Politicians meeting with Egypt’s 
president proposed hostile acts against Ethiopia to stop it from 
building a massive dam on the Nile River upstream. Some didn’t seem to 
know they were on live TV at the time.
  
  
  
    WILLIAM LLOYD-GEORGE
    / AFP/GETTY IMAGES
   
    Ethiopia has begun diverting the Blue Nile, a major tributary to the
 Nile, as part of a giant dam project, sparking unease in downstream 
Egypt. Some Egyptian politicians in a meeting Monday proposed hostile 
acts against Ethiopia to halt the $4.2 billion Nile dam.
CAIRO—Politicians 
meeting with Egypt’s president on Monday proposed hostile acts against 
Ethiopia, including backing rebels and carrying out sabotage, to stop it
 from building a massive dam on the Nile River upstream.
Some of the 
politicians appeared unaware the meeting with President Mohammed Morsi 
was being carried live on TV. Morsi did not directly react to the 
suggestions, but said in concluding remarks that Egypt respects Ethiopia
 and its people and will not engage in any aggressive acts against the 
East African nation.
Morsi called the 
meeting to review the impact of Ethiopia’s $4.2 billion hydroelectric 
dam, which would be Africa’s largest. Egypt in the past has threatened 
to go to war over its “historic rights” to Nile River water.
Morsi’s office later 
said he had directed his foreign and irrigation ministers to maintain 
contact with the Ethiopian government to obtain more information on the 
dam and its likely impact on Egypt’s share of the Nile water.
His office’s statement
 included an ominous-sounding note, saying: “Egypt will never surrender 
its right to Nile water and all options (to safeguard it) are being 
considered.”
Ethiopia last week 
started diverting the flow of the Nile to make way for its hydroelectric
 plant dubbed the Grand Ethiopian Renaissance Dam. On completion, it is 
expected to produce 6,000 megawatts, and its reservoir is scheduled to 
start filling next year.
An independent panel 
of experts has concluded that the dam will not significantly affect 
downstream Sudan and Egypt, which are highly dependent on the water of 
the world’s longest river, said an Ethiopian official, who spoke 
Saturday on condition of anonymity because he was not authorized to 
speak publicly on the topic.
But in Cairo on 
Monday, Younis Makhyoun, leader of an ultraconservative Islamist party, 
said Egypt should back rebels in Ethiopia or, as a last resort, destroy 
the dam. He said Egypt made a “strategic error” when it did not object 
to the dam’s construction.
Makhyoun said Ethiopia
 is “fragile” because of rebel movements inside the country. “We can 
communicate with them and use them as a bargaining chip against the 
Ethiopian government,” he said. “If all this fails, then there is no 
choice left for Egypt but to play the final card, which is using the intelligence service to destroy the dam.” 
Another politician, 
liberal Ayman Nour, proposed spreading rumours about Egypt obtaining 
refuelling aircraft to create the impression that it plans an airstrike 
to destroy the dam.
“This could yield results on the diplomatic track,” Nour said.
Magdy
 Hussein, another Islamist politician, warned that talk of military 
action against Ethiopia is “very dangerous” and will only turn 
Ethiopians into enemies. He suggested soft diplomacy in dealing with the
 crisis, including organizing a film festival in Ethiopia and 
dispatching researchers and translation missions.

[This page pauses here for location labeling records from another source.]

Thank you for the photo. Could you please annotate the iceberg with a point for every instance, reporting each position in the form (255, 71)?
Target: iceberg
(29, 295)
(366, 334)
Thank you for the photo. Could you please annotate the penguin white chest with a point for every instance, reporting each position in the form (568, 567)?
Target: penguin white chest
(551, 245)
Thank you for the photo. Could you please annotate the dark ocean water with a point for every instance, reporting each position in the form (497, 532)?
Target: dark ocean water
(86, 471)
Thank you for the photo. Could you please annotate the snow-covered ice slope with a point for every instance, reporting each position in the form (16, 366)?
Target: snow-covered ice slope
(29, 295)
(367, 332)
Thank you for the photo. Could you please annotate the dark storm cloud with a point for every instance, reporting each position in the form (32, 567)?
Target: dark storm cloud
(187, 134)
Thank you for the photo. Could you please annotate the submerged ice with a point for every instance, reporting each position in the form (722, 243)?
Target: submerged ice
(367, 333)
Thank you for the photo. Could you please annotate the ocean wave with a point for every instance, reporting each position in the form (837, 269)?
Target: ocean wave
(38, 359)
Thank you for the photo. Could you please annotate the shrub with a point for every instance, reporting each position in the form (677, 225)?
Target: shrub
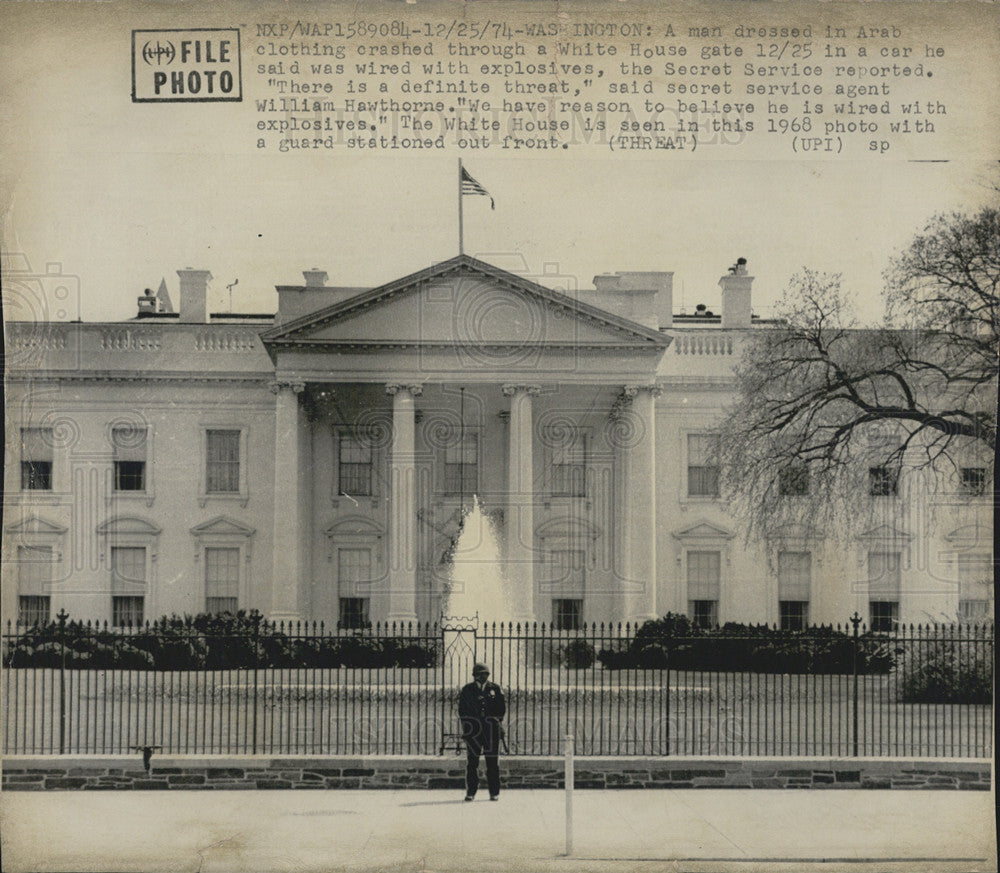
(578, 655)
(943, 671)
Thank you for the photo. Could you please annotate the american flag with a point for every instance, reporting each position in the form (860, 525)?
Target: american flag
(471, 186)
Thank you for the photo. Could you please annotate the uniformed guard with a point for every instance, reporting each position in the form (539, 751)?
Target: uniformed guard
(481, 708)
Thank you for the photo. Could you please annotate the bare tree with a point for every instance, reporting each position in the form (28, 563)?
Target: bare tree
(829, 414)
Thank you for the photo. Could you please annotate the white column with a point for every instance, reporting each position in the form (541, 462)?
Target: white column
(638, 440)
(520, 521)
(402, 532)
(287, 580)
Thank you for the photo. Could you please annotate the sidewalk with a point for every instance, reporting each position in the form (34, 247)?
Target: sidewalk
(740, 830)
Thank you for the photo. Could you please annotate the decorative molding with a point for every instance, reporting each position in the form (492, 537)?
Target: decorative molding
(511, 389)
(131, 339)
(279, 385)
(393, 388)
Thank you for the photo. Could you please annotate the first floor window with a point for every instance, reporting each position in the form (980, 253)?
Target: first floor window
(222, 462)
(975, 582)
(354, 575)
(126, 611)
(704, 613)
(794, 614)
(222, 579)
(703, 577)
(128, 585)
(353, 612)
(567, 613)
(32, 609)
(34, 576)
(883, 614)
(36, 458)
(973, 610)
(974, 480)
(794, 583)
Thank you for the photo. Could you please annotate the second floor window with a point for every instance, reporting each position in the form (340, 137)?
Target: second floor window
(883, 481)
(794, 481)
(355, 467)
(974, 480)
(222, 462)
(36, 458)
(461, 465)
(703, 465)
(130, 458)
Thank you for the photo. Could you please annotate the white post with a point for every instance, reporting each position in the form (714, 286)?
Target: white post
(569, 795)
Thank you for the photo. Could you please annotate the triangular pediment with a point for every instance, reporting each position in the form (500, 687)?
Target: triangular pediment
(35, 525)
(222, 526)
(463, 302)
(703, 530)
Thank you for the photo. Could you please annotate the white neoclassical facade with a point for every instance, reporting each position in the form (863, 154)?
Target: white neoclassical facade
(313, 464)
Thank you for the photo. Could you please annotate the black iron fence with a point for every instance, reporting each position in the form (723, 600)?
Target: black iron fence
(242, 685)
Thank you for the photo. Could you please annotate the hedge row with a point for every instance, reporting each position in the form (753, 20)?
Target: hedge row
(210, 642)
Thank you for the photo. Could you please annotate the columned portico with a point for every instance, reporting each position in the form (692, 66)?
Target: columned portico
(402, 533)
(635, 430)
(520, 519)
(288, 600)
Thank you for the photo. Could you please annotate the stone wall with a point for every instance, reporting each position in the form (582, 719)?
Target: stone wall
(195, 772)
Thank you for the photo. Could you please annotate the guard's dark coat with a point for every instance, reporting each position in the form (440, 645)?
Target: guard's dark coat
(481, 711)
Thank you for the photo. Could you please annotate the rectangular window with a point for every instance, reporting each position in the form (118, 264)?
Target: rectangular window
(130, 458)
(793, 481)
(354, 572)
(974, 480)
(884, 577)
(222, 580)
(355, 465)
(704, 613)
(567, 613)
(222, 462)
(354, 612)
(461, 465)
(569, 466)
(883, 615)
(36, 458)
(794, 576)
(126, 611)
(703, 465)
(974, 584)
(883, 482)
(32, 609)
(703, 578)
(793, 614)
(128, 585)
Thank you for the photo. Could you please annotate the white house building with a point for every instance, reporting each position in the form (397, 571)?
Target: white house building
(312, 464)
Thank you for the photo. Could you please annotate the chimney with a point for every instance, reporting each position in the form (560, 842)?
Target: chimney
(645, 297)
(735, 287)
(315, 278)
(194, 295)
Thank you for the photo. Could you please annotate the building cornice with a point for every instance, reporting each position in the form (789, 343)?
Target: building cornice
(136, 376)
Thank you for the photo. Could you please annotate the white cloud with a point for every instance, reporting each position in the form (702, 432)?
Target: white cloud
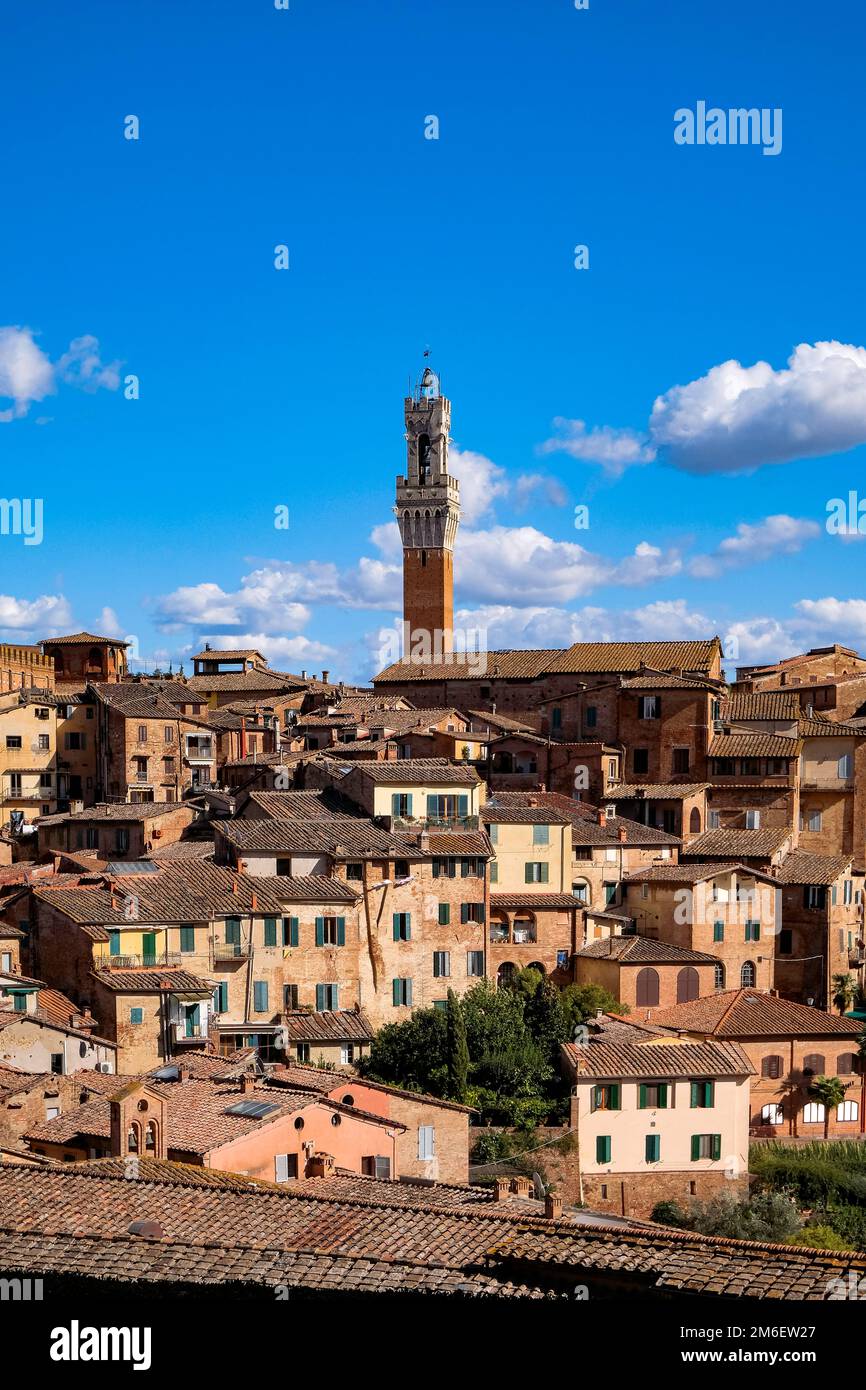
(46, 616)
(27, 373)
(777, 534)
(616, 449)
(736, 419)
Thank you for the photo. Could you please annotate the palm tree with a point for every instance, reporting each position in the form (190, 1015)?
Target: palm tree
(830, 1093)
(844, 988)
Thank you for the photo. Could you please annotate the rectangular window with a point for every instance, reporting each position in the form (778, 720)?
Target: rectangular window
(606, 1097)
(652, 1096)
(441, 965)
(325, 998)
(285, 1168)
(702, 1096)
(706, 1146)
(402, 926)
(401, 993)
(474, 963)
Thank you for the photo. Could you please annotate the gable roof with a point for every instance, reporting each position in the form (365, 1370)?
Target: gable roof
(747, 1014)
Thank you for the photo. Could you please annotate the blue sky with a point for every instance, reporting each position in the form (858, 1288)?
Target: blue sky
(262, 388)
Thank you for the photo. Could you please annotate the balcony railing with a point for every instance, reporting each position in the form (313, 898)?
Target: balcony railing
(136, 962)
(231, 950)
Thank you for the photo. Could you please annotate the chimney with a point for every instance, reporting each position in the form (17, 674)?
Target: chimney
(553, 1207)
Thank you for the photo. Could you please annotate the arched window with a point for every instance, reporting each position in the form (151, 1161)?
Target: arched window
(813, 1064)
(813, 1114)
(688, 984)
(648, 987)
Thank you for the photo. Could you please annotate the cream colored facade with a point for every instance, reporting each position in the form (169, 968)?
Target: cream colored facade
(28, 758)
(530, 844)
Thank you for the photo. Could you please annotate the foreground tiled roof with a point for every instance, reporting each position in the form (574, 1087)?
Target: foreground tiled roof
(799, 866)
(744, 1014)
(642, 951)
(736, 844)
(738, 744)
(77, 1219)
(328, 1026)
(583, 658)
(656, 1057)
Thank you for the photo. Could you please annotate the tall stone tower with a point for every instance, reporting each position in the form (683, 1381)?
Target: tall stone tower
(428, 512)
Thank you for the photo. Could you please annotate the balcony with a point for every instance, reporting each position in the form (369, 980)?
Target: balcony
(142, 962)
(231, 950)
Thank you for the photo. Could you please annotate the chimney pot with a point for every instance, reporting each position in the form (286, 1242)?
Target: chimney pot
(553, 1207)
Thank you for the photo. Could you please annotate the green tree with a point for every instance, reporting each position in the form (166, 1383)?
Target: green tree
(830, 1091)
(844, 988)
(458, 1050)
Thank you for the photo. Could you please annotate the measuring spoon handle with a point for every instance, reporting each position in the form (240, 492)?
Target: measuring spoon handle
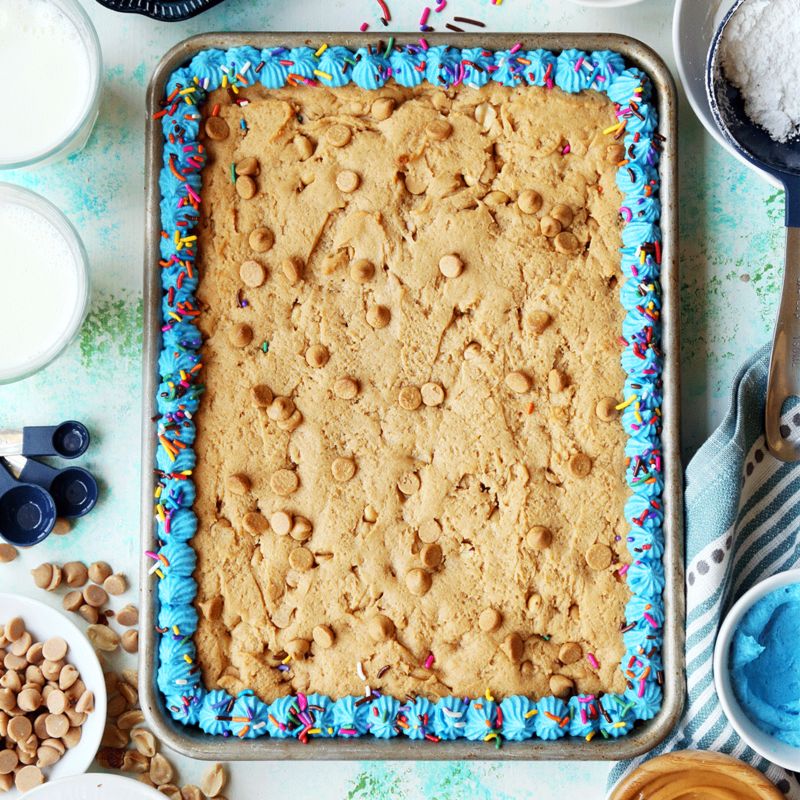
(783, 382)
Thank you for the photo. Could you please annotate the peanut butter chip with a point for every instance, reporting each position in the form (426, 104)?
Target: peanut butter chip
(238, 484)
(539, 537)
(561, 685)
(490, 620)
(380, 628)
(217, 129)
(598, 556)
(261, 395)
(432, 394)
(570, 653)
(292, 270)
(343, 469)
(346, 388)
(246, 187)
(362, 271)
(563, 214)
(409, 483)
(378, 316)
(439, 130)
(339, 135)
(418, 582)
(431, 555)
(324, 636)
(513, 647)
(606, 409)
(317, 356)
(281, 408)
(252, 274)
(529, 201)
(539, 320)
(240, 335)
(429, 531)
(55, 648)
(348, 181)
(284, 482)
(301, 559)
(30, 776)
(580, 465)
(550, 227)
(410, 398)
(451, 266)
(518, 382)
(261, 240)
(383, 108)
(567, 243)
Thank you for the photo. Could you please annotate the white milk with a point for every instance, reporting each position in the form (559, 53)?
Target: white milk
(46, 78)
(39, 287)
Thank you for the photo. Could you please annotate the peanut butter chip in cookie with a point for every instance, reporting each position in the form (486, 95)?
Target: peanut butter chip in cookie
(301, 559)
(261, 395)
(346, 388)
(281, 523)
(550, 227)
(606, 409)
(513, 647)
(261, 240)
(409, 398)
(490, 620)
(348, 181)
(324, 636)
(380, 628)
(431, 555)
(567, 243)
(246, 187)
(539, 537)
(451, 266)
(432, 394)
(409, 483)
(570, 653)
(580, 465)
(284, 482)
(383, 108)
(240, 335)
(529, 201)
(252, 274)
(362, 271)
(539, 320)
(339, 135)
(598, 556)
(439, 130)
(317, 356)
(418, 582)
(343, 469)
(518, 382)
(217, 129)
(561, 686)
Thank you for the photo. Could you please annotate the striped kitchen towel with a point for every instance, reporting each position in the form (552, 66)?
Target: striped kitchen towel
(742, 523)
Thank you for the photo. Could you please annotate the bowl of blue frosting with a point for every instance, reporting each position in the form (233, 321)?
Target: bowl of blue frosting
(757, 668)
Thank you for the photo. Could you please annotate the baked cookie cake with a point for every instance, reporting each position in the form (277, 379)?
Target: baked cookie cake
(410, 473)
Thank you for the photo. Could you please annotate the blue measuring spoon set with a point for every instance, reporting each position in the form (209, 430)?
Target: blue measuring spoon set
(33, 494)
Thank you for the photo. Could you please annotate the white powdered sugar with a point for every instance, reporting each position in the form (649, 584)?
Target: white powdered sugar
(760, 57)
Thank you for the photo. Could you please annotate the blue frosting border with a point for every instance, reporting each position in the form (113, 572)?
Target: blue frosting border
(309, 716)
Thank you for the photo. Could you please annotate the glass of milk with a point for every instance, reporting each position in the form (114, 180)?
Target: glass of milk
(44, 280)
(51, 62)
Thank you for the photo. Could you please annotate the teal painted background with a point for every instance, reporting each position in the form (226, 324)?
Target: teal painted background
(731, 256)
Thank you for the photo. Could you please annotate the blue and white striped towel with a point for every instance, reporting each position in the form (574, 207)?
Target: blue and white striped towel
(742, 524)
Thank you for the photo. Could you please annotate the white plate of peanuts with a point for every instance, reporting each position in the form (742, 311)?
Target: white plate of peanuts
(52, 696)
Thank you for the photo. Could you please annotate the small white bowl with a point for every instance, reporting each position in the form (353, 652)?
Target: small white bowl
(780, 753)
(42, 622)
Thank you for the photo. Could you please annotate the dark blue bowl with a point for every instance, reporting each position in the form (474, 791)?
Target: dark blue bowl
(164, 10)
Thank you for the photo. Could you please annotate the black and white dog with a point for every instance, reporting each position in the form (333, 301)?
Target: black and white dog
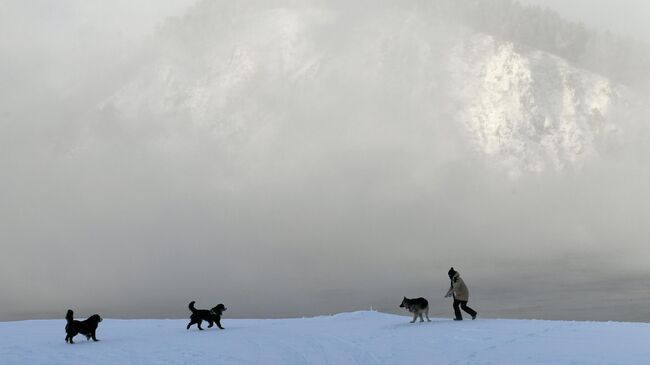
(211, 316)
(86, 328)
(417, 306)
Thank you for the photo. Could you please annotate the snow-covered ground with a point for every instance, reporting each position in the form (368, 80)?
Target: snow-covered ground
(349, 338)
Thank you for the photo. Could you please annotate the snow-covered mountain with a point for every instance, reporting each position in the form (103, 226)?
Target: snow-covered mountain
(348, 338)
(249, 76)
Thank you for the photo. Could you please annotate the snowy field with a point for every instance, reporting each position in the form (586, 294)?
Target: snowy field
(349, 338)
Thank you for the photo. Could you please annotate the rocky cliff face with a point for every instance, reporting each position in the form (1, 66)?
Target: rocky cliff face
(249, 77)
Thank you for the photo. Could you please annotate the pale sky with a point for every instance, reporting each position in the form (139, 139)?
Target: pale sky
(286, 164)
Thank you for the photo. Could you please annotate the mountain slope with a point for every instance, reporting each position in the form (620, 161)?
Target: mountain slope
(249, 77)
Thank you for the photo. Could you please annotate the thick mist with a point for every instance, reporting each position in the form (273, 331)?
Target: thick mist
(301, 158)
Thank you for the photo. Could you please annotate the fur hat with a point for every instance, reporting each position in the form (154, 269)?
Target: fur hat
(451, 273)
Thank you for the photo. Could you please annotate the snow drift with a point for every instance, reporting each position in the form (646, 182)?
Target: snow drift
(348, 338)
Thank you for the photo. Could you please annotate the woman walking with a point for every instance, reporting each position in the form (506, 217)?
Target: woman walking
(461, 295)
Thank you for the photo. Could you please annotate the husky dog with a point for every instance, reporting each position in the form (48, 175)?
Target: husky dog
(417, 306)
(211, 316)
(87, 327)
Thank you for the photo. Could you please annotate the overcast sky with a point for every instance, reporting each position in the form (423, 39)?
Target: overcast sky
(628, 17)
(286, 165)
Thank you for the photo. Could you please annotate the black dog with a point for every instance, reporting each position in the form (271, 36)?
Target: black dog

Ethiopia’s decision to construct the dam challenges a colonial-era agreement that gave
 Egypt and Sudan rights to the Nile water. That agreement, first signed 
in 1929, took no account of the eight other nations along the 
6,700-kilometre river and its basin, which have been agitating for a 
decade for a more equitable accord.
Ethiopian Minister of Water and Energy Alemayehu Tegenu has said Egypt should not worry about a diminished water share.
“We don’t have any 
irrigation projects around the dam. The dam is solely intended for 
electricity production . . . So there should not be any concerns about a
 diminished water flow,” Alemayehu told The Associated Press on 
Saturday.
Eighty-five per cent 
of Nile waters originate in Ethiopia, yet the nation utilizes very 
little of them, and the country has become synonymous with famine.